As per the following link document: Java HashMap Implementation

I'm confused with the implementation of HashMap (or rather, an enhancement in HashMap). My queries are:

Firstly

static final int TREEIFY_THRESHOLD = 8;
static final int UNTREEIFY_THRESHOLD = 6;
static final int MIN_TREEIFY_CAPACITY = 64;

Why and how are these constants used? I want some clear examples for this. How they are achieving a performance gain with this?

Secondly

If you see the source code of HashMap in JDK, you will find the following static inner class:

static final class TreeNode<K, V> extends java.util.LinkedHashMap.Entry<K, V> {
    HashMap.TreeNode<K, V> parent;
    HashMap.TreeNode<K, V> left;
    HashMap.TreeNode<K, V> right;
    HashMap.TreeNode<K, V> prev;
    boolean red;

    TreeNode(int arg0, K arg1, V arg2, HashMap.Node<K, V> arg3) {
        super(arg0, arg1, arg2, arg3);
    }

    final HashMap.TreeNode<K, V> root() {
        HashMap.TreeNode arg0 = this;

        while (true) {
            HashMap.TreeNode arg1 = arg0.parent;
            if (arg0.parent == null) {
                return arg0;
            }

            arg0 = arg1;
        }
    }
    //...
}

How is it used? I just want an explanation of the algorithm.

Andrew Tobilko
  • 48,120
  • 14
  • 91
  • 142
Hasnain Ali Bohra
  • 2,130
  • 2
  • 11
  • 25

6 Answers6

265

HashMap contains a certain number of buckets. It uses hashCode to determine which bucket to put these into. For simplicity's sake imagine it as a modulus.

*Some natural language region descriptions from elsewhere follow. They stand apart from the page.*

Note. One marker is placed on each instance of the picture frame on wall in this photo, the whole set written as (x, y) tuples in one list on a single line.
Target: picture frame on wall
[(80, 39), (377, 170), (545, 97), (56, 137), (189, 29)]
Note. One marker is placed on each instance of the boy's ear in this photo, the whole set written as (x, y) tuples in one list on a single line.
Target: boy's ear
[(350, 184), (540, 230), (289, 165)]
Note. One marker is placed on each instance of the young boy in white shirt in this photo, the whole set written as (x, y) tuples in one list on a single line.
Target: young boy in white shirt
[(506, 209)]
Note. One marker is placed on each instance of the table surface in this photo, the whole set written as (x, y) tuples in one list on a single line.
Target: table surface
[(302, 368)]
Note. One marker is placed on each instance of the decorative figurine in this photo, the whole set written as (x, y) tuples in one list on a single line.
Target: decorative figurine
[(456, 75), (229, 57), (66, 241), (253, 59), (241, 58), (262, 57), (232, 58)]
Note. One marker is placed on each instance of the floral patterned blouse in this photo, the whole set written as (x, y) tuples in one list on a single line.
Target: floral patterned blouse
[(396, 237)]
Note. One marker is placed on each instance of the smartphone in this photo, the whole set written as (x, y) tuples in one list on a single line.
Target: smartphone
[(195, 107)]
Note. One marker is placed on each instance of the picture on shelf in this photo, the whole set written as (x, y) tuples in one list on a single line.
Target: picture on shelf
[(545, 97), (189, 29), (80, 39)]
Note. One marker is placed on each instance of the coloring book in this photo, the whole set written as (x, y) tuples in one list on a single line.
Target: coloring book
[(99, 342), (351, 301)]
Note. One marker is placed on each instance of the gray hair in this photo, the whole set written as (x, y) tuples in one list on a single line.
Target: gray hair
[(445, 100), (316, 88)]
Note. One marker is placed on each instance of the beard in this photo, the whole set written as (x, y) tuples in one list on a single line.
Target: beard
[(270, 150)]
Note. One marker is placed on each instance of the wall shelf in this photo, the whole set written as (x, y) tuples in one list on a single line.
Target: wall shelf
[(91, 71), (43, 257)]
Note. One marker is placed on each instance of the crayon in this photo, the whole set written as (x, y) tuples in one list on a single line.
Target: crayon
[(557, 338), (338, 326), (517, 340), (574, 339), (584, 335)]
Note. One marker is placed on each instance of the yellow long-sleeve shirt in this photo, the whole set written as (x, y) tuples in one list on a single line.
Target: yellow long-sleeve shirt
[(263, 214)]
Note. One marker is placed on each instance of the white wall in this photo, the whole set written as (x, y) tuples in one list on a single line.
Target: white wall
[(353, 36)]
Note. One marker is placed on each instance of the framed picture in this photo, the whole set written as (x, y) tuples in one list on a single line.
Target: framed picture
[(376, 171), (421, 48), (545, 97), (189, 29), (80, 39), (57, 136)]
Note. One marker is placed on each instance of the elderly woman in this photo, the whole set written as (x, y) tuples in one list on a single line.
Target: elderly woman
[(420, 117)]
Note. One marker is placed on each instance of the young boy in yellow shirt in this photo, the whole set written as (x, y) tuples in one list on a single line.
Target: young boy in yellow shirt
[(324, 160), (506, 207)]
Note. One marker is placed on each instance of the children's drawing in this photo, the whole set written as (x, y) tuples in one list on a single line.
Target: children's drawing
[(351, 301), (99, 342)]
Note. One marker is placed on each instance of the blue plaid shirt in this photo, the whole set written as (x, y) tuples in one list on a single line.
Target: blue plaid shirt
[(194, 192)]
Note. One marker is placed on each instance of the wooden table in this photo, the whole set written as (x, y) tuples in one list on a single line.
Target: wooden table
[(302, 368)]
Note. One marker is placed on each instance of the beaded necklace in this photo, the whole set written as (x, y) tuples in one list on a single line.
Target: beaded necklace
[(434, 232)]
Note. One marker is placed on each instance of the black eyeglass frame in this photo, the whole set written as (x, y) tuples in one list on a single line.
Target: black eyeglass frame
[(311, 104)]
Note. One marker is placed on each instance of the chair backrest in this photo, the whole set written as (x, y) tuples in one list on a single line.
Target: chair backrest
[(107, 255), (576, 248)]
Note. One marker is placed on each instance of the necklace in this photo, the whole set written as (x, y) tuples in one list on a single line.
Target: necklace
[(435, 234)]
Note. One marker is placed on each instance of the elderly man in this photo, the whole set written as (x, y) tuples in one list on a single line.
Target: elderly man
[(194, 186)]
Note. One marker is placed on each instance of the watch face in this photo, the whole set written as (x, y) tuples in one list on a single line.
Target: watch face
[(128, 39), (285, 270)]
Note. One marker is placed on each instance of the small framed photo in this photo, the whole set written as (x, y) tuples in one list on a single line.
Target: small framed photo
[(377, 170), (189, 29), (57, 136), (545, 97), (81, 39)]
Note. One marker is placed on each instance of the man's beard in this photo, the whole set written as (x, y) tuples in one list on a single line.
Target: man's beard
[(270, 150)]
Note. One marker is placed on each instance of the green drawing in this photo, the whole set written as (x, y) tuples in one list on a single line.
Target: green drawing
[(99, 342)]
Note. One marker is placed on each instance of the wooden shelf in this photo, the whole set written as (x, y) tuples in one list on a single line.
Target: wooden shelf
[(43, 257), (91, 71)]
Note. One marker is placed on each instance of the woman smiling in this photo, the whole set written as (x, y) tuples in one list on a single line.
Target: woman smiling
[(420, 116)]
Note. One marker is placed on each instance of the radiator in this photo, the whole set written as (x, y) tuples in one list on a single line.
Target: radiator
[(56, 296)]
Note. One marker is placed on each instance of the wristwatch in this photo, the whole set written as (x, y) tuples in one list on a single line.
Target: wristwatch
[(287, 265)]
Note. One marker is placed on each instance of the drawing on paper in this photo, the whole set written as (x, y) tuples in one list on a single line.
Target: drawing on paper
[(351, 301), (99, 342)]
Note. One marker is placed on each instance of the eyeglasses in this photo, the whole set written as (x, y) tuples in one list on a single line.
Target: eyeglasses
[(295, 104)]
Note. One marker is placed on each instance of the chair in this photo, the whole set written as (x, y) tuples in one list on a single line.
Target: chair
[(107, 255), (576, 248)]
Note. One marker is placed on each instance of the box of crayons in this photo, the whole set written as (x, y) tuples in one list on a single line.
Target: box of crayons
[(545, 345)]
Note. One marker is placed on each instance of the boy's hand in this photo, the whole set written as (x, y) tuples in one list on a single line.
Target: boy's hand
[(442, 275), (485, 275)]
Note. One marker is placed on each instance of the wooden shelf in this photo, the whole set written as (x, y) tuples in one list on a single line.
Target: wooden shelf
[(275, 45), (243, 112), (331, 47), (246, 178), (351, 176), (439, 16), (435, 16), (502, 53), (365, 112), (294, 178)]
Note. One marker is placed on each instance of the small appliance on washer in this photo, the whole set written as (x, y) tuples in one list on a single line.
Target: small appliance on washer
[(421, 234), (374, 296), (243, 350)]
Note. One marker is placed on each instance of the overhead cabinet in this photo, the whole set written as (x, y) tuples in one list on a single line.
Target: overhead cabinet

If our hashcode is 123456 and we have 4 buckets, 123456 % 4 = 0 so the item goes in the first bucket, Bucket 1.

HashMap

If our hashCode function is good, it should provide an even distribution so that all the buckets will be used somewhat equally. In this case, the bucket uses a linked list to store the values.

Linked Buckets

But you can't rely on people to implement good hash functions. People will often write poor hash functions which will result in a non-even distribution. It's also possible that we could just get unlucky with our inputs.

Bad hashmap

The less even this distribution is, the further we're moving from O(1) operations and the closer we're moving towards O(n) operations.

The implementation of HashMap tries to mitigate this by organising some buckets into trees rather than linked lists if the buckets become too large. This is what TREEIFY_THRESHOLD = 8 is for. If a bucket contains more than eight items, it should become a tree.

Tree Bucket

This tree is a Red-Black tree, presumably chosen because it offers some worst-case guarantees. It is first sorted by hash code. If the hash codes are the same, it uses the compareTo method of Comparable if the objects implement that interface, else the identity hash code.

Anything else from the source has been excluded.